In many ways, then, Soundfall can feel needlessly irritating, though it is supported by a well-implemented loot system that helps to keep gameplay interesting. You can use a variety of close and long-range weapons (all cutely themed after instruments), and each weapon will have unique stats and modifiers to set it apart. The loot follows the tried and true Borderlands-style color progression—blue items are better than green, purple items are better than blue, etc.—with rarer items having more modifiers to really lock in specific playstyles. Though you only get a couple new loot pieces per run of a level, it can be quite satisfying to gear up and retry earlier stages that gave you trouble in another attempt at a better rank.
As you progress the narrative, you also slowly unlock more characters with slightly different playstyles. One early unlock, for example, is a rocker friend of Melody’s named Jaxon. He uses an axe instead of a sword for melee, and his ultimate ability is an area-of-effect attack that looks like he’s diving into a crowd. Having these little differences between characters helps create even more depth for the equipment system, as you can explore different builds that emphasize each character’s strength. More importantly, it also makes it easier to tell who’s who when you’re playing in co-op.

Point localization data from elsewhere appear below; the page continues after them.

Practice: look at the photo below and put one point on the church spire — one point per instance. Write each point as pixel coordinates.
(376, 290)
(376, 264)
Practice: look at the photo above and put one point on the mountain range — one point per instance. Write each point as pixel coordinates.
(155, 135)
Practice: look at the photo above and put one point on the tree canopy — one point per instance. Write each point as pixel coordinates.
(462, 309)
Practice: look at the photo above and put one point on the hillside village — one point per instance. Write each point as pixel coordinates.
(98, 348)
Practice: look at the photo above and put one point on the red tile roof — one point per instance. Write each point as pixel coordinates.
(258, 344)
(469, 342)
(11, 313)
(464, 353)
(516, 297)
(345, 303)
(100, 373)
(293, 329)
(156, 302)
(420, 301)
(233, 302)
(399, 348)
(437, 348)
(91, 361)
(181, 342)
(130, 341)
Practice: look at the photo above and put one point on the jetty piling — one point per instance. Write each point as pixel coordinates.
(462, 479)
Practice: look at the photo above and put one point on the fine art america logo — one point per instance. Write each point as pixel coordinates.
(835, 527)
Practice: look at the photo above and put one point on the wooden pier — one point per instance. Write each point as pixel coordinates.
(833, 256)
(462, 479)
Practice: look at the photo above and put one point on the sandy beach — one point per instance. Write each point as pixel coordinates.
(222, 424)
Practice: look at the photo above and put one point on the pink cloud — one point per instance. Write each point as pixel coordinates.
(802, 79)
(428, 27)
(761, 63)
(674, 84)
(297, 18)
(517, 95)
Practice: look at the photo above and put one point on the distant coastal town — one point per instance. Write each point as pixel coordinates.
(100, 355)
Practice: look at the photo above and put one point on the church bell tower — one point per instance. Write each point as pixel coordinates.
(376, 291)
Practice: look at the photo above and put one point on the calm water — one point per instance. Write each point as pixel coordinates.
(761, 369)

You can have up to four players in a party at once, and you can play either locally or through online invites. Though it does feel like Soundfall was designed more as a single player experience than one for multiplayer, it can still be nice to have a friend or two to help grind loot and get through the tougher enemy encounters. Plus, the gameplay is simple enough to grasp that nearly anyone can pick it up and get into it relatively quickly.

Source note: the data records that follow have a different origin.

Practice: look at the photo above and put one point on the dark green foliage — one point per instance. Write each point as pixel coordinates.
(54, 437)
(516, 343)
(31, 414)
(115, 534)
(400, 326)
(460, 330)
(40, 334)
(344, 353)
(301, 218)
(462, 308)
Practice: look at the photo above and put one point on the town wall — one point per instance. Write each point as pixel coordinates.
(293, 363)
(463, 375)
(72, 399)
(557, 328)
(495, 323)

A game as heavily focused on music as this one lives or dies by its soundtrack, and this is fortunately one element where Soundfall doesn’t disappoint. Metal, Salsa, Jazz, Pop Punk, and EDM are just a few genres represented here; it’s a soundtrack that really has something for everyone. And while not every single track is a banger, there are plenty of high-quality tracks regardless of genre. Some songs are voiced, others are all instrumental, and it’s remarkable how all of them feel somehow consistent and complimentary with each other—like they all actually belong in the same soundtrack.
The visuals are a little less impressive than the music, but they do a good job of presenting you with this strange world to explore. Every stage will have things like dancing trees that move to the beat, and little touches like treasure chests resembling boom boxes provide some creative links to the music motif. Still, we were rather let down by the rather generic designs of the enemies you face and the fact that it doesn’t take too long before Soundfall starts pulling out palette swaps of foes. When you’re caught up in all the dancing environments and colorful explosions, it’s hard to be too disappointed, then, but it’s the kind of game that looks less appealing the more you slow down to take everything in.
Soundfall is interesting and original, but stumbles in its execution. The marriage of rhythm gameplay with a twin-stick shooter is a rocky one, and it’s hard not to think this would be a stronger game overall if it were focused solely on either the shooting or the rhythm elements. It can work harmoniously, but also causes frustration when its two halves pull you in different directions. Yet despite its clumsy moments, we’d still give Soundfall a solid recommendation, as its diverse and catchy soundtrack, RPG-esque character progression, and high replayability make this one easy to love. It maybe could’ve used more practice, but Soundfall overall delivers a strong performance.